Celebrating 10 years! 2007-2017

Health care law

Hey all, Are there many small shops that specialize in he hunter147708/09/18
There are not many small shops that specialize in health car 3lol08/09/18
I've been doing health law for most of my career. Health ca quillan08/09/18
hunter1477 (Aug 9, 2018 - 10:04 am)

Hey all,

Are there many small shops that specialize in health care law? It seems like a good portion of the health care market is occupied by biglaw shops.

What is the money like as an experienced associate and partner in health care law? Obviously it's going to vary from firm to firm. i'm looking for a general range.

Reply Like (0)
3lol (Aug 9, 2018 - 1:20 pm)

There are not many small shops that specialize in health care law, though some do exist, and I work for one. They mostly operate on the practice/individual physician side of health care. Think medical conduct proceedings, audits and investigations, credentialing, employment contracts, corporate work (i.e. practice formation and divorce), M&A (i.e. practice groups absorbed into hospitals or other practices), compliance, etc. Salary is small-firm typical.

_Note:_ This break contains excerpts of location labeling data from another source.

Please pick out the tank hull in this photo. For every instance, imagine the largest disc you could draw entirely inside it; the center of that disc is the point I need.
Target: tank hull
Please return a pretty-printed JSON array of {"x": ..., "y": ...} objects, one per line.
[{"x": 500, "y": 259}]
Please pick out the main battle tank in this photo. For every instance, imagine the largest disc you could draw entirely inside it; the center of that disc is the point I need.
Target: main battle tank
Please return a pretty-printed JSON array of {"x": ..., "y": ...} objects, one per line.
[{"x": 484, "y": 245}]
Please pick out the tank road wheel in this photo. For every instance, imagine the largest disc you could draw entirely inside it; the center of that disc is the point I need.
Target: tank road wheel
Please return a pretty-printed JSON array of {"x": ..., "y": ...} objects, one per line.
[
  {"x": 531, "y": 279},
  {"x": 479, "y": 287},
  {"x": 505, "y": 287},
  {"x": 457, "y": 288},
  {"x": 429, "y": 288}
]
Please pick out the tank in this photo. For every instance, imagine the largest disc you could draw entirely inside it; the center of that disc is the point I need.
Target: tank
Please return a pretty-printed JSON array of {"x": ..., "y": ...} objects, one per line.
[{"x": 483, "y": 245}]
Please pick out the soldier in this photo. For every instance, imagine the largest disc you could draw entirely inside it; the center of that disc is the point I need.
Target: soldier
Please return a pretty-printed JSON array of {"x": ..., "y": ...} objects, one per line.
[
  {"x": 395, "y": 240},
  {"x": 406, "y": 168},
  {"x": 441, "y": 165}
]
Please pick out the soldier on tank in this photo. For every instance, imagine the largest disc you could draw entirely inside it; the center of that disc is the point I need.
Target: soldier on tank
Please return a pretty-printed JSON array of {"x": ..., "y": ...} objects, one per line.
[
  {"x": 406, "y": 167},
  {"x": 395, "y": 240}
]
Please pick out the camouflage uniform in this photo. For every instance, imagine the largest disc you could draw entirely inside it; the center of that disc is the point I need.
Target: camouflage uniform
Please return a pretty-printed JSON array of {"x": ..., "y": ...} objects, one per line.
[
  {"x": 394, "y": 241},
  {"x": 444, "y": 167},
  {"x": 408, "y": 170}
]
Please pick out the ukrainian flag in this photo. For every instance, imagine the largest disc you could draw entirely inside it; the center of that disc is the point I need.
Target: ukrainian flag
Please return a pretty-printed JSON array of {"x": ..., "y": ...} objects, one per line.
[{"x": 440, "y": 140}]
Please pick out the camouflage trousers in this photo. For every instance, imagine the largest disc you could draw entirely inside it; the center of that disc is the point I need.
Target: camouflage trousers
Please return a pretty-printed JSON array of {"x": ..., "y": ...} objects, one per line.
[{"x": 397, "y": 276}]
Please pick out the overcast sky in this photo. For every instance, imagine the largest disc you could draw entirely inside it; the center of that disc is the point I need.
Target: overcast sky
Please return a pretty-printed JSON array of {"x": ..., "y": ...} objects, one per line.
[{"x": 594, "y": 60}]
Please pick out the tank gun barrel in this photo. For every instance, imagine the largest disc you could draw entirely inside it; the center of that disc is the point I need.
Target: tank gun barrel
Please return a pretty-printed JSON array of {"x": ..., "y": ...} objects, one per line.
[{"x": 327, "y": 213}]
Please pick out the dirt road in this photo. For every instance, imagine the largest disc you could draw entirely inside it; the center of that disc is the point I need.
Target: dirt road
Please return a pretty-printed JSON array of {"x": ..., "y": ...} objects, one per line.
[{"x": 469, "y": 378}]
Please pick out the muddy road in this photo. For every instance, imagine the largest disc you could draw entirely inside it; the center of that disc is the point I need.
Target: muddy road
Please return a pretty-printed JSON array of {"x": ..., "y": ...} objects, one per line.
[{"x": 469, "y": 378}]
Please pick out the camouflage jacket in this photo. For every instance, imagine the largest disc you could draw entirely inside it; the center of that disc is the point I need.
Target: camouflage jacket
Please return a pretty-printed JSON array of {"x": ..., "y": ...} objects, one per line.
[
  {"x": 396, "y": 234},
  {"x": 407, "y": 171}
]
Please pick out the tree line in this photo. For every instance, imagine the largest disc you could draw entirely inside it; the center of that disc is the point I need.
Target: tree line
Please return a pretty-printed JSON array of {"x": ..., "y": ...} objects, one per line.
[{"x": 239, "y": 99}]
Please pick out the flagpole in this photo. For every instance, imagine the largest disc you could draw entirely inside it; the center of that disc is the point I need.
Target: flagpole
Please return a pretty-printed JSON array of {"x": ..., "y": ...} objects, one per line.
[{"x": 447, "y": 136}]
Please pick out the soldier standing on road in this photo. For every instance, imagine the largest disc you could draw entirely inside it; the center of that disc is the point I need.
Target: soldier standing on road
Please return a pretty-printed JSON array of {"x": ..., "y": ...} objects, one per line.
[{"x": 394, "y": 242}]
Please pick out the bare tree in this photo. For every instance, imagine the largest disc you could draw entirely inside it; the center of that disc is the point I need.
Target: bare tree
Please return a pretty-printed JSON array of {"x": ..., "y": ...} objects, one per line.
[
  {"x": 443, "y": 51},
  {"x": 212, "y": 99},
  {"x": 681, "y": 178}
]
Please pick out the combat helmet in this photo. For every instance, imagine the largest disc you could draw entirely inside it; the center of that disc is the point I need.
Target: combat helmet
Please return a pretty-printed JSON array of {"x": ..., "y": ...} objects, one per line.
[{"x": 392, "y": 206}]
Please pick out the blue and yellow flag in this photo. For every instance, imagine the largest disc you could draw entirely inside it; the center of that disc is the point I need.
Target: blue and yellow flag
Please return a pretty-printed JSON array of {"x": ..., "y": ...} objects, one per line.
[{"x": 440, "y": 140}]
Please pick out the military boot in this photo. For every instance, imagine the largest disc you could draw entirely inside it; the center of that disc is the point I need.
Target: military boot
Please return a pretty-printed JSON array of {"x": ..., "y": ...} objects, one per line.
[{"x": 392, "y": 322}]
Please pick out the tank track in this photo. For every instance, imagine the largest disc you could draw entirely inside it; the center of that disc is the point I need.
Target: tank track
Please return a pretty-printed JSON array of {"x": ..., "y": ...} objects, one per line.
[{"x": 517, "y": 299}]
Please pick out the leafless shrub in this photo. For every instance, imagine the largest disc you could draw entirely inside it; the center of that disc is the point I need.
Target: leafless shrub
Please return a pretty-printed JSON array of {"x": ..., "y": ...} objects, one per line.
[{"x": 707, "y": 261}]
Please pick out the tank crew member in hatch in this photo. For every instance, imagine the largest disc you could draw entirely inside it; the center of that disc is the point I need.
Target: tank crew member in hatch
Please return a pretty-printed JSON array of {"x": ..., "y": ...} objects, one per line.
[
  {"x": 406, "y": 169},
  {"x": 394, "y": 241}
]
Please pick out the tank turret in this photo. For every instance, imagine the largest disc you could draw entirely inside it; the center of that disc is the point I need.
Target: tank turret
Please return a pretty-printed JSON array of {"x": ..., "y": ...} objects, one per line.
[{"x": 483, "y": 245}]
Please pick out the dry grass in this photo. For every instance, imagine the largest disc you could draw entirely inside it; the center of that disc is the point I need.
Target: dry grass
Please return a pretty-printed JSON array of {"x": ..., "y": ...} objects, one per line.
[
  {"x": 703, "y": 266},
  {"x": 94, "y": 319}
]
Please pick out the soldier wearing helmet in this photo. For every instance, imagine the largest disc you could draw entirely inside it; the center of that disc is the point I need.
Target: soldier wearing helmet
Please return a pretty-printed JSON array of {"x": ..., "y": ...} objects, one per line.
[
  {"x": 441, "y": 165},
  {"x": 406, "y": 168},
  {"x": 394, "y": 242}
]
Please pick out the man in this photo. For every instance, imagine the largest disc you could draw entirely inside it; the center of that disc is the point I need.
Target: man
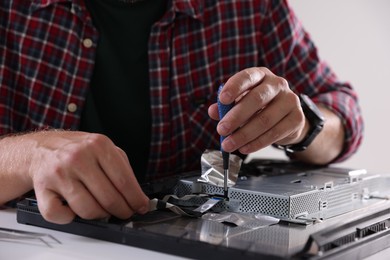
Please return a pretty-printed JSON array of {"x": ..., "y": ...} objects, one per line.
[{"x": 96, "y": 94}]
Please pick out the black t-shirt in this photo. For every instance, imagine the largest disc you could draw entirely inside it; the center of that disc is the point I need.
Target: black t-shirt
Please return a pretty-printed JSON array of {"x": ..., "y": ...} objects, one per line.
[{"x": 118, "y": 104}]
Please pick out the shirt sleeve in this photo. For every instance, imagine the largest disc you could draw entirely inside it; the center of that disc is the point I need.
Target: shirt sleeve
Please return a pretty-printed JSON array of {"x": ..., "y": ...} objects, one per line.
[{"x": 289, "y": 52}]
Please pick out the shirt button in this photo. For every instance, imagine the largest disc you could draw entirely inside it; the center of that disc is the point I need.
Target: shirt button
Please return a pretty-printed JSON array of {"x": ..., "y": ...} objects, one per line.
[
  {"x": 72, "y": 107},
  {"x": 87, "y": 43}
]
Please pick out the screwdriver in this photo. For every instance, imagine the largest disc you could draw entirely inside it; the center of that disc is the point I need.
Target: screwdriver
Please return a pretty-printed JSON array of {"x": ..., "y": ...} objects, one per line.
[{"x": 223, "y": 109}]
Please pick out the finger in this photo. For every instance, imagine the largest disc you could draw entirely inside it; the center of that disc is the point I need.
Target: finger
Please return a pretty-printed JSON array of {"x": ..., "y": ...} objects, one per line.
[
  {"x": 52, "y": 208},
  {"x": 105, "y": 193},
  {"x": 118, "y": 170},
  {"x": 288, "y": 129},
  {"x": 81, "y": 201},
  {"x": 256, "y": 99},
  {"x": 213, "y": 111},
  {"x": 240, "y": 83}
]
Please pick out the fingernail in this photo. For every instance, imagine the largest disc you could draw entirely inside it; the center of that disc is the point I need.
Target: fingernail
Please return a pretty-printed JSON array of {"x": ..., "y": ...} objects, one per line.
[
  {"x": 143, "y": 210},
  {"x": 226, "y": 97},
  {"x": 223, "y": 128},
  {"x": 228, "y": 144}
]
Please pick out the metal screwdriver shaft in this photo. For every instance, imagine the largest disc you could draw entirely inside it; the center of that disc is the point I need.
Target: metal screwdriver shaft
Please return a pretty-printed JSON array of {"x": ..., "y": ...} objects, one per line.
[{"x": 223, "y": 109}]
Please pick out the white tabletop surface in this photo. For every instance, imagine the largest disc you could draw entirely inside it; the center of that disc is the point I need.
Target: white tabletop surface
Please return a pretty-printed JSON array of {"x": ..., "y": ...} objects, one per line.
[
  {"x": 70, "y": 246},
  {"x": 78, "y": 247}
]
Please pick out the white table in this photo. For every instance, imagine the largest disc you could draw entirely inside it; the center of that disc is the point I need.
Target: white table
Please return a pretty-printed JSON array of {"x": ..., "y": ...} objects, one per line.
[{"x": 70, "y": 246}]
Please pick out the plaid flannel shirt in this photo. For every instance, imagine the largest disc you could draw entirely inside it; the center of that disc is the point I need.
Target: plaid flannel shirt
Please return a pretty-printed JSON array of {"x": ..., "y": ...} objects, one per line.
[{"x": 47, "y": 51}]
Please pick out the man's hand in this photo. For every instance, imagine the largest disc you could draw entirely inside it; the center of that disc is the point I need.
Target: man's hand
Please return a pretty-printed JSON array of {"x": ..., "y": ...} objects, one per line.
[
  {"x": 266, "y": 112},
  {"x": 77, "y": 173}
]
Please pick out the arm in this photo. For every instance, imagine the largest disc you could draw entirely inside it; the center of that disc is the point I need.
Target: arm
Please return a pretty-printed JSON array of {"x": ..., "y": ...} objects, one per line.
[
  {"x": 267, "y": 111},
  {"x": 86, "y": 170}
]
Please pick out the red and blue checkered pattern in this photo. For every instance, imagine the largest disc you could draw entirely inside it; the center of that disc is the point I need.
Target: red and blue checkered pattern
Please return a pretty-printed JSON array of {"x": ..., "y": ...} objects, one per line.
[{"x": 195, "y": 46}]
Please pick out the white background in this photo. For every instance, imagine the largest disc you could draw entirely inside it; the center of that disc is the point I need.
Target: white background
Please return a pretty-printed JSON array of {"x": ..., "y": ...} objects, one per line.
[{"x": 353, "y": 36}]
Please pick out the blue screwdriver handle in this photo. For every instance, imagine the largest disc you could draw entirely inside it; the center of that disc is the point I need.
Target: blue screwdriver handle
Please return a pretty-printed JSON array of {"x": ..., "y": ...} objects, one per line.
[{"x": 223, "y": 109}]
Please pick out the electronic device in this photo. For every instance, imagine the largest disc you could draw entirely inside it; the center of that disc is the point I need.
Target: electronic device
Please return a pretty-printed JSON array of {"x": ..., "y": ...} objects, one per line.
[{"x": 324, "y": 212}]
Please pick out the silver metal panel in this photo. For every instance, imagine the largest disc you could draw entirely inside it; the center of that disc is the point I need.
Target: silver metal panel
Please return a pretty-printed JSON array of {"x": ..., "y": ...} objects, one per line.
[{"x": 319, "y": 194}]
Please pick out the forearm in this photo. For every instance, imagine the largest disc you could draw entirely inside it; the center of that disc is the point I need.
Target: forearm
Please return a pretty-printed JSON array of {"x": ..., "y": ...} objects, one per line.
[
  {"x": 328, "y": 145},
  {"x": 14, "y": 164}
]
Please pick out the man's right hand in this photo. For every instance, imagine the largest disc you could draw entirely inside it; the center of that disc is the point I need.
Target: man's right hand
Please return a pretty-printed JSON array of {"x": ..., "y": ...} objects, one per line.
[{"x": 76, "y": 173}]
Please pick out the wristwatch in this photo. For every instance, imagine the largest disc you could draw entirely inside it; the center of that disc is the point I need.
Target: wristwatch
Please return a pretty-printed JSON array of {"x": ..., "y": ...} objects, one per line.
[{"x": 316, "y": 121}]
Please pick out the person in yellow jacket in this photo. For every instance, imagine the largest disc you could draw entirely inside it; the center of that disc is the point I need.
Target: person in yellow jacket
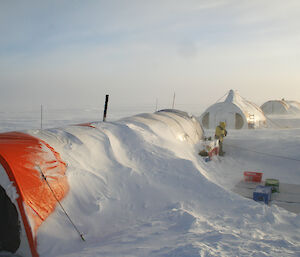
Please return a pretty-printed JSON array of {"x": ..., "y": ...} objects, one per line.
[{"x": 220, "y": 133}]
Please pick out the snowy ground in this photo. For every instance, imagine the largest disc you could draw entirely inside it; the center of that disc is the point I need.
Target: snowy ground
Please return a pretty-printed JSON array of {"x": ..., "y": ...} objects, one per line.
[{"x": 137, "y": 190}]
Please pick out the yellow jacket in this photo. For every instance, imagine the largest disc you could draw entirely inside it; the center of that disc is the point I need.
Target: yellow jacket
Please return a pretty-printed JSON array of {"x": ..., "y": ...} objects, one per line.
[{"x": 221, "y": 132}]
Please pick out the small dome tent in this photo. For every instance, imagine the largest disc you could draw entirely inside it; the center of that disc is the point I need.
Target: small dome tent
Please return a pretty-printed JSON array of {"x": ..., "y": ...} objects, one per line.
[
  {"x": 237, "y": 112},
  {"x": 281, "y": 107}
]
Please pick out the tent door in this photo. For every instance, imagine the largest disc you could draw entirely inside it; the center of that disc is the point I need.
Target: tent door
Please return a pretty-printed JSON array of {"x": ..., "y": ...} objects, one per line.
[
  {"x": 229, "y": 118},
  {"x": 9, "y": 224}
]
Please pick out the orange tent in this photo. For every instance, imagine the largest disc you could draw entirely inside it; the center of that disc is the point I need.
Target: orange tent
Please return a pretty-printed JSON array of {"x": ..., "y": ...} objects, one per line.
[{"x": 24, "y": 191}]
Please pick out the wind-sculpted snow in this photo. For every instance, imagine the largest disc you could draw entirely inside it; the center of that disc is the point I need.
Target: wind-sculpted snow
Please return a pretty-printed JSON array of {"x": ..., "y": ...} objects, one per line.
[{"x": 139, "y": 188}]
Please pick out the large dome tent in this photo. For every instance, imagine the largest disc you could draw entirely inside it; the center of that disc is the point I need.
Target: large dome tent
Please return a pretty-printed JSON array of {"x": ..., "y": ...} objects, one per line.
[{"x": 237, "y": 112}]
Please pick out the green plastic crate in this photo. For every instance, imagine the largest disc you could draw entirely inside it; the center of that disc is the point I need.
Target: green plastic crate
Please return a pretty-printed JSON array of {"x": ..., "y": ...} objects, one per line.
[{"x": 274, "y": 183}]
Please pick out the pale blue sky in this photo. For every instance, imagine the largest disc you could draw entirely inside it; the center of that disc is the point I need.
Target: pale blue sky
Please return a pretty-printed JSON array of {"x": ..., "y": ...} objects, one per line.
[{"x": 71, "y": 53}]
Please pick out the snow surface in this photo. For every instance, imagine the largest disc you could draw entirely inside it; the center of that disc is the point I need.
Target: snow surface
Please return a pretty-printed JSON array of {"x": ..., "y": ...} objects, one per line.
[{"x": 141, "y": 189}]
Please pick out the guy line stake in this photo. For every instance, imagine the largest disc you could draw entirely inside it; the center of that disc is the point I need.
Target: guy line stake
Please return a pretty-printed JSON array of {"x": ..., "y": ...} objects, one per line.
[{"x": 44, "y": 177}]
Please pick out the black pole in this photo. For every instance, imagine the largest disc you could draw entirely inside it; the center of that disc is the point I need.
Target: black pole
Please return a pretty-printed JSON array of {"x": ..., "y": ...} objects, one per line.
[{"x": 105, "y": 107}]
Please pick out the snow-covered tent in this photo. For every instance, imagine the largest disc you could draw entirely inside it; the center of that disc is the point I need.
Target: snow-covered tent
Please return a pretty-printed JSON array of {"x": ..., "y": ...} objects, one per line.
[
  {"x": 33, "y": 175},
  {"x": 281, "y": 107},
  {"x": 237, "y": 112},
  {"x": 26, "y": 200}
]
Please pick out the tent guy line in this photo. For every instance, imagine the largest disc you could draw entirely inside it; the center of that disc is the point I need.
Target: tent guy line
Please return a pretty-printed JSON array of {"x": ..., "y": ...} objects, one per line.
[{"x": 57, "y": 200}]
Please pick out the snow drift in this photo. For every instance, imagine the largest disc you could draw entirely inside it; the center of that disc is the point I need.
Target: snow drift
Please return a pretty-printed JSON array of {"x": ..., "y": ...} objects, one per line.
[{"x": 139, "y": 188}]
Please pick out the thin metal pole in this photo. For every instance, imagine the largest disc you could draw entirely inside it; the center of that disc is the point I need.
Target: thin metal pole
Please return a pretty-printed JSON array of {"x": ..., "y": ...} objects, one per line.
[
  {"x": 173, "y": 101},
  {"x": 41, "y": 116},
  {"x": 105, "y": 107}
]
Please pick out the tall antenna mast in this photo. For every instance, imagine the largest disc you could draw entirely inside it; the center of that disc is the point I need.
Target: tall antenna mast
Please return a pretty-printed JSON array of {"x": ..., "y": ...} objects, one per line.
[
  {"x": 41, "y": 116},
  {"x": 105, "y": 107},
  {"x": 173, "y": 101}
]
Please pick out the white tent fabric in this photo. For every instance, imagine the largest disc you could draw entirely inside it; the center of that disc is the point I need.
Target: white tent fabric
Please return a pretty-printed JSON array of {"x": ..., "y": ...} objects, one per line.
[
  {"x": 237, "y": 112},
  {"x": 281, "y": 107}
]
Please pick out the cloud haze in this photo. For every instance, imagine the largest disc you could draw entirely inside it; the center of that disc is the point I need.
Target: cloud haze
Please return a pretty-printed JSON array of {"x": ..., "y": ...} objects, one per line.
[{"x": 71, "y": 53}]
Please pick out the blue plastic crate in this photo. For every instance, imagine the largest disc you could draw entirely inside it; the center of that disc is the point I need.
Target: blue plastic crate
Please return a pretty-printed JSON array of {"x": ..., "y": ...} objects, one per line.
[{"x": 262, "y": 194}]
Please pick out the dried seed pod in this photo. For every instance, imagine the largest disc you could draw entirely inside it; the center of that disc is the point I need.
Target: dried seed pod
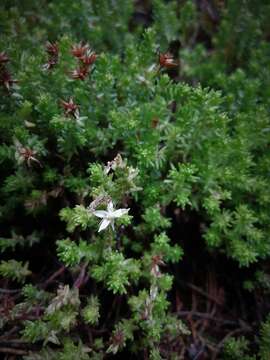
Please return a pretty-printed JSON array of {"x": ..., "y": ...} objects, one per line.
[{"x": 166, "y": 60}]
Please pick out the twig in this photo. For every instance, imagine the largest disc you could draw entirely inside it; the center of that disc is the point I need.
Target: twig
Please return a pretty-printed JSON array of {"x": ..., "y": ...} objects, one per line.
[
  {"x": 221, "y": 344},
  {"x": 201, "y": 292}
]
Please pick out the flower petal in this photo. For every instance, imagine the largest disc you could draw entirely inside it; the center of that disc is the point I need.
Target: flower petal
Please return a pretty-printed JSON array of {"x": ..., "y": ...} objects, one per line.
[
  {"x": 104, "y": 223},
  {"x": 110, "y": 207},
  {"x": 101, "y": 213},
  {"x": 119, "y": 213}
]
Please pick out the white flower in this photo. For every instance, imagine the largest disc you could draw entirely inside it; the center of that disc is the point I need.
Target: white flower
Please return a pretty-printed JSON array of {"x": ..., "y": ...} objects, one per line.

My impression is that most health care law is done in big firms with large institutional clients, such as hospitals, medical device/biotech companies, etc. I imagine salary is what's to be expected in any biglaw environment.

The other place you'll find healthcare lawyers (obviously) in in-house at hospitals and large practice groups.

It's a good practice area, but not easy to get your foot in the door, especially if you're not bound for biglaw. I can only think of two other healthcare lawyers in my graduating class, and one of them is in biglaw and the other works for a local midlaw firm.

Reply Like (0)
quillan (Aug 9, 2018 - 5:05 pm)

I've been doing health law for most of my career. Health care remains a growth area, though there is more risk now than at any point in the past 20 years. The Stark Law was a huge money-maker for large, medium-sized, and small firms - even solos. However, there is a real chance that it gets repealed or significantly pared in the current Congress. Drug and device companies were a boon for large firms for years, but they have massively increased in-house numbers and with threats of price cutting (so far only rhetoric) that gravy train may slow down. The need to paper all agreements due to fraud and abuse laws has been key for smaller firms - their clients are typically docs, small hospitals, physician practice groups, ASCs, etc. Consolidation has reduced the number of these entities that operate independently, so more of the work is now done by larger firms that have the system relationship or is done in-house - nobody wants to pay firm rates to do a physician compensation agreement or a HIPAA business associate agreement. Also, large companies like Optum are increasingly buying up physician practices and operating them as an integrated network, so that work all moves in-house and to large firms. The demographics are still favorable for elder law, which is a species of health law. Again though, lots of consolidation in the long-term care and hospice spaces. Finally, there are several large (sprawling even) firms that have followed the Jackson Lewis employment law model and offer national or regional health law services at relatively low rates - Polsinelli, Hall Render, Nelson Mullins, Kutak Rock. In sum, it's still a great specialty, but the salad days of the 90s and 00s are long gone and it gets more competitive every year. The money is probably the same as any other specialty regulatory area - good but not great. Finally, if I were a brand new lawyer I might think twice, as the US is eventually going to have to go to a single payer system like everyone else and that will result in a massive amount of legal work in the short term, but much less in the long term.